Re: I18N Issue alternative: collapsing plain and xml literals from Brian McBride on 2003-09-08 (w3c-rdfcore-wg@w3.org from September 2003)

From: Brian McBride <bwm@hplb.hpl.hp.com>
Date: Mon, 08 Sep 2003 17:22:13 +0100
To: Patrick.Stickler@nokia.com
Cc: w3c-rdfcore-wg@w3.org, duerst@w3.org, ishida@w3.org, w3c-i18n-ig@w3.org
Message-ID: <3F5CACB5.1050702@hplb.hpl.hp.com>

Patrick.Stickler@nokia.com wrote:

[...]

>>This is an alternative design for literals.  The  idea is to drop the 
>>rdf:XMLLiteral datatype and allow plain literals to contain 
>>markup.  Two 
>>test cases illustrate:
>>
>><rdf:Description>
>>   <eg:prop>foo &lt;br /&gt; bar</eg:prop>
>></rdf:Description
>>
>>parses to:
>>
>>_:a eg:prop "foo &lt;br /&gt; bar" .
> 
> 
> This is not what I would expect, given how XML works.

The idea is that literals in a graph are XML (fragments).  "<" is not a 
legal xml fragment, but "&lt;" is.

[...]


[...]

> 
> I proposed something like this earlier, but got backlash at
> the loss of distinction between things that are text+markup
> versus things that simply look like text+markup.
> 
> C.f. http://lists.w3.org/Archives/Public/w3c-rdfcore-wg/2003Jul/0165.html

Hmm, that's a bit different, but you do remind me of another issue that 
may be important to you.  In the design I described, xml literals are 
not a dataype, which wouldn't support the subclassing ideas you were 
proposing as a possible future extension.

[...]

>>
>>Disadvantages:
>>
>>- a bigger change than alternatives
>>- builds XML into the core of the RDF model
> 
> 
> ???
> 
> Can you elaborate?

All literals are required to balanced XML.  A graph that contained "<" 
would not be a legal graph.  Anyone building a strict inferencing engine 
would need to be able to check that they had a valid graph so would need 
to check that a literal was indeed a well formed xml fragment.

> 
> 
>>- breaks current implementations (but see below)
>>
>>Ameliorating the Disadvantages - implementation strategy
>>
>>The above design says that e.g. "<" is not in the lexical 
>>space of plain 
>>literals,
> 
> 
> Why not? 

To ensure we can distinguish text and markup.

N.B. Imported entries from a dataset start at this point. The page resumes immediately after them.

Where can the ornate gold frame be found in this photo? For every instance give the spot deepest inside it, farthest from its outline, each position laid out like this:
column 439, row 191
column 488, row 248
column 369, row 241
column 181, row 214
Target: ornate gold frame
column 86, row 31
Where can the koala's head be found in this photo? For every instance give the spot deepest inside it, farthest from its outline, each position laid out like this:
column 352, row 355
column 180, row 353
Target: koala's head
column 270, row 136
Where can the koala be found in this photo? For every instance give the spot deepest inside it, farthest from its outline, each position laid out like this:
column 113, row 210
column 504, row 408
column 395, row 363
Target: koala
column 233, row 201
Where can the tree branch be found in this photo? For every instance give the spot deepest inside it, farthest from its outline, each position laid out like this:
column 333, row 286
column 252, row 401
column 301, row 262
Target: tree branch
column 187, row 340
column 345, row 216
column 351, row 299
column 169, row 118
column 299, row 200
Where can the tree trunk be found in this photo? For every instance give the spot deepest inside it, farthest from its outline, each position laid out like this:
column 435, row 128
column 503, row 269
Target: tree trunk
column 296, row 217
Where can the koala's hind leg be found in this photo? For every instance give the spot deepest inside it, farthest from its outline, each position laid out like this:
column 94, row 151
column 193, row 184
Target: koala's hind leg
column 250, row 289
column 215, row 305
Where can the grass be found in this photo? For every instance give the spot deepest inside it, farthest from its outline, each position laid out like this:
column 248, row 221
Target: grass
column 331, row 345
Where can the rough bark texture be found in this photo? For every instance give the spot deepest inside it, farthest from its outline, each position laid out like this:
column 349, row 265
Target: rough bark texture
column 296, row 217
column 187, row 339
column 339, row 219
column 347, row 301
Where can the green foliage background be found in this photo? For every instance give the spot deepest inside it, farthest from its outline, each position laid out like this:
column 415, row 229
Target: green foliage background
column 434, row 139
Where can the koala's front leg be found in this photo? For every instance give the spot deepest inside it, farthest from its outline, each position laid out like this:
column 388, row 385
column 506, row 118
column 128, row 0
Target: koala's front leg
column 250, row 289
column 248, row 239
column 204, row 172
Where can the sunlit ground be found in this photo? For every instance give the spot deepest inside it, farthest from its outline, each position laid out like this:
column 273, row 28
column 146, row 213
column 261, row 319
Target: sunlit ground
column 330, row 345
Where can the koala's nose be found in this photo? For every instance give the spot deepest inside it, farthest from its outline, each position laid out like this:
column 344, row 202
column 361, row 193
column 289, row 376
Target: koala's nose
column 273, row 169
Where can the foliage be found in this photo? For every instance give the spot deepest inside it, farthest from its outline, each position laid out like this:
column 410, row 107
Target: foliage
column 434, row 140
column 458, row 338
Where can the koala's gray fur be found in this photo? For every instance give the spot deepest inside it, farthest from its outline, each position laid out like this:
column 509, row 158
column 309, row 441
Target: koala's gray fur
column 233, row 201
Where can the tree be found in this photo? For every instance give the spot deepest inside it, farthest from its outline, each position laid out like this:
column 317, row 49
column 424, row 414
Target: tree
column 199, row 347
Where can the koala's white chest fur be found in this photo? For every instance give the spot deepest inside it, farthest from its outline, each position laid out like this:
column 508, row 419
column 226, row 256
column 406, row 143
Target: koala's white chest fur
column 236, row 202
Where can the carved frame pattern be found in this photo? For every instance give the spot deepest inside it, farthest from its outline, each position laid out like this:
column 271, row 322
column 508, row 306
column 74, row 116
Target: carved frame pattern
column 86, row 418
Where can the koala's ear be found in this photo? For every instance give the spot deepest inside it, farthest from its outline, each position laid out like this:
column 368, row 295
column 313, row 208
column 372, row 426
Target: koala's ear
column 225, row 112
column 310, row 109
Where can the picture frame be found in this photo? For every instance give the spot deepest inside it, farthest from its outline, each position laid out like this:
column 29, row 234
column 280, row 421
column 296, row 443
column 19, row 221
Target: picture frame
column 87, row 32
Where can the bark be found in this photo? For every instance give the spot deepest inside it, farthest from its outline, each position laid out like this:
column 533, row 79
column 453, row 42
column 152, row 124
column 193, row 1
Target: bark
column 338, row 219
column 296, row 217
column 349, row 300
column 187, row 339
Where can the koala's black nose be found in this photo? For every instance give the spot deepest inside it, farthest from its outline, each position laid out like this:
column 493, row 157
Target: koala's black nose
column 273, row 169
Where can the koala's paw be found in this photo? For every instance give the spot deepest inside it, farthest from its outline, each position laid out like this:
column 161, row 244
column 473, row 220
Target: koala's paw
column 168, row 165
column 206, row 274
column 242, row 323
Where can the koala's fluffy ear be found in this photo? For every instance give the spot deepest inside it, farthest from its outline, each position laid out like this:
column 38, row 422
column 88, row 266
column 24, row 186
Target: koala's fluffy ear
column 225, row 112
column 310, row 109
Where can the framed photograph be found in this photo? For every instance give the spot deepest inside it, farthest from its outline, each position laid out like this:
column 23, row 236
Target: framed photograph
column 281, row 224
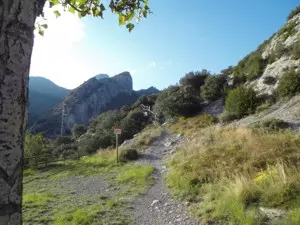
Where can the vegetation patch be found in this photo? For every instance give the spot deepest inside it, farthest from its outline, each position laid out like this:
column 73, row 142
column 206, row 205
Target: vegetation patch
column 229, row 174
column 289, row 84
column 53, row 195
column 241, row 101
column 288, row 30
column 269, row 80
column 214, row 87
column 146, row 137
column 190, row 125
column 271, row 124
column 294, row 12
column 128, row 155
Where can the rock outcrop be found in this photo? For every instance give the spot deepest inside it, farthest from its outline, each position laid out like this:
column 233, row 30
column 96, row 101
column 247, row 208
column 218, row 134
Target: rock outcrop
column 281, row 47
column 86, row 102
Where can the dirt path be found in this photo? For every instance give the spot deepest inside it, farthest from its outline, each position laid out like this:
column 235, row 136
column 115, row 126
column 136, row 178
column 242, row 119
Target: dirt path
column 156, row 206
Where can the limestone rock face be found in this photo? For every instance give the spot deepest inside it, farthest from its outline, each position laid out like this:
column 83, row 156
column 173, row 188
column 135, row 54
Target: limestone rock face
column 86, row 102
column 282, row 43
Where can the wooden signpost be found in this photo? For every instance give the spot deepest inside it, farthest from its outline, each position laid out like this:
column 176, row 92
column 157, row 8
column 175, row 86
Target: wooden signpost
column 117, row 132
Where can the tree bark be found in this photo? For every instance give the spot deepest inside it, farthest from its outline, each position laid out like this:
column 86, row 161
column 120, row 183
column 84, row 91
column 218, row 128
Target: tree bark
column 17, row 19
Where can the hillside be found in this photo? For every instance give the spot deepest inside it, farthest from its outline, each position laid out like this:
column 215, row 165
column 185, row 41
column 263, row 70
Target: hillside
column 95, row 96
column 43, row 95
column 215, row 149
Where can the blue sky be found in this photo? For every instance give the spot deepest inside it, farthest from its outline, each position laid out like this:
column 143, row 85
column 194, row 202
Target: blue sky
column 180, row 36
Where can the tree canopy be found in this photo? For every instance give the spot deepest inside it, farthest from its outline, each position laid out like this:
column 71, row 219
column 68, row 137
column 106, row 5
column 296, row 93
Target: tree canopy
column 127, row 10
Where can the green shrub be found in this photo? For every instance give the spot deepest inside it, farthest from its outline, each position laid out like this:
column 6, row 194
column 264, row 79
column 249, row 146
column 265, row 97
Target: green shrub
column 262, row 107
column 296, row 51
column 128, row 155
column 213, row 87
column 269, row 80
column 177, row 101
column 35, row 145
column 241, row 101
column 289, row 84
column 251, row 67
column 287, row 30
column 279, row 50
column 228, row 117
column 294, row 12
column 63, row 140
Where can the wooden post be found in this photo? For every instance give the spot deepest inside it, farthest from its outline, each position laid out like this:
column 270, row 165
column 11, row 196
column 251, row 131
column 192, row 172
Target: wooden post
column 117, row 147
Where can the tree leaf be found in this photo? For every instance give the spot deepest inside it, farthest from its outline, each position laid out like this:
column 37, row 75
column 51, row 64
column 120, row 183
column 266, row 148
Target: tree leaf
column 122, row 19
column 41, row 32
column 130, row 27
column 71, row 10
column 57, row 13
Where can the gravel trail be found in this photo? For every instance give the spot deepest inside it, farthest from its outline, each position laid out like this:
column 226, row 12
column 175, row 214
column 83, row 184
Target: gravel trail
column 156, row 206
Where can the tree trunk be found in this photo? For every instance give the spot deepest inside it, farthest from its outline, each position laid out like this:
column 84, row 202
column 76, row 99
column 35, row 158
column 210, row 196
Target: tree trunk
column 17, row 19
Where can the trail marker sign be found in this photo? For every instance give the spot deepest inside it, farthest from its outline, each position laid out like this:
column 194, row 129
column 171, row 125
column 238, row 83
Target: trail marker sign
column 117, row 131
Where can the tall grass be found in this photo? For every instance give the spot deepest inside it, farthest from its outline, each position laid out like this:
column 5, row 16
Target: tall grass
column 230, row 173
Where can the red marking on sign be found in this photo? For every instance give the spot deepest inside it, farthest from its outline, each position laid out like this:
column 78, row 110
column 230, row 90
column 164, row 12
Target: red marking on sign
column 117, row 131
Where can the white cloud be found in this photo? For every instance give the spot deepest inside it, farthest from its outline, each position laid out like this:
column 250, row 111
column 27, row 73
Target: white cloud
column 54, row 55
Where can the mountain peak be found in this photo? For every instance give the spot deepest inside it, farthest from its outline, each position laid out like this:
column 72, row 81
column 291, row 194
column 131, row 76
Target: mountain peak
column 101, row 76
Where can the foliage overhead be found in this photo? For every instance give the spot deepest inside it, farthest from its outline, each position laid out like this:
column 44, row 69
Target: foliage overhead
column 126, row 10
column 289, row 84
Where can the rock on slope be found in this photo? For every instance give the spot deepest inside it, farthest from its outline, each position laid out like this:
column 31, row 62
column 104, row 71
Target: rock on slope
column 43, row 94
column 281, row 52
column 85, row 102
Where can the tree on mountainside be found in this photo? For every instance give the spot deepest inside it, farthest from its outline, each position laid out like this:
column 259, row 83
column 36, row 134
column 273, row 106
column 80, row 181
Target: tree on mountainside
column 17, row 23
column 194, row 79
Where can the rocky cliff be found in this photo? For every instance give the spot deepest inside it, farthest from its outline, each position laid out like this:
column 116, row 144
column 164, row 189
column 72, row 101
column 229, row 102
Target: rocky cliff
column 263, row 68
column 86, row 102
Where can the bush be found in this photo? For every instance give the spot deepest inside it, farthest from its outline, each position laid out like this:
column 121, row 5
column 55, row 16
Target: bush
column 241, row 101
column 91, row 144
column 63, row 140
column 296, row 51
column 228, row 117
column 294, row 12
column 289, row 84
column 128, row 155
column 287, row 30
column 213, row 88
column 78, row 130
column 177, row 101
column 269, row 80
column 251, row 67
column 35, row 145
column 194, row 79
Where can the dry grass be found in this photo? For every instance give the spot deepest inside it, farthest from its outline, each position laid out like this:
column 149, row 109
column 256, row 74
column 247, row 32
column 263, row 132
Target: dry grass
column 145, row 138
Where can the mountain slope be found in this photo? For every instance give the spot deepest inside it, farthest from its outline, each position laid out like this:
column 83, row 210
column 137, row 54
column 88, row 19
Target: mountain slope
column 263, row 68
column 43, row 95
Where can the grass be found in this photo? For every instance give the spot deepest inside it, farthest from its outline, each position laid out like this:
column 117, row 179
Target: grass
column 146, row 137
column 188, row 126
column 49, row 198
column 37, row 199
column 227, row 174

How could you constrain the infinite set of strings in
> such a fashion?

Same way xml does - by fiat of the spec.

> 
> 
>>and many (all?) current implementations will store
>>"<" in their representation of a graph.  The point to note is that 
>>implementations are free to represent literals any way they please. 
>>Thus "<" is just the way this implementation represents the 
>>literal "&lt;".
> 
> 
> And how then do I represent the literal "<", distinct from "&lt;"???
> 
> Sorry, but I'm just gonzo confused...

Yup - I must have explained it real well, or maybe its me who is confused.

Wherever you have "<" as a literal with the current design, we replace 
it with "&lt;".  One way to think of it is that "&lt;" denotes "<". 
Formally doing that introduces some complexities into the semantics, so 
I was kinda hoping that could be avoided though.  Maybe we can't.  The 
idea is that application should treat "&lt;" as if it were "<".
> 
> 
>>The implementation does need to distinguish between markup and plain 
>>text.  To do this, it adds a single bit to literals to 
>>indicate whether 
>>they are stored in escaped or unescaped form.  The above 
>>example was in 
>>unescaped form, which cannot represent markup.  To represent 
>>markup, the 
>>literal must be be stored in escaped form.
> 
> 
> So, we've got the XML bit back?

That's one way to implement this, yes.  But the XML bit is not in the 
spec.  This is a possible implementation strategy.

[...]

> 
> Well, it has certainly confused me...

Me too probably.

Brian

Received on Monday, 8 September 2003 14:18:00 UTC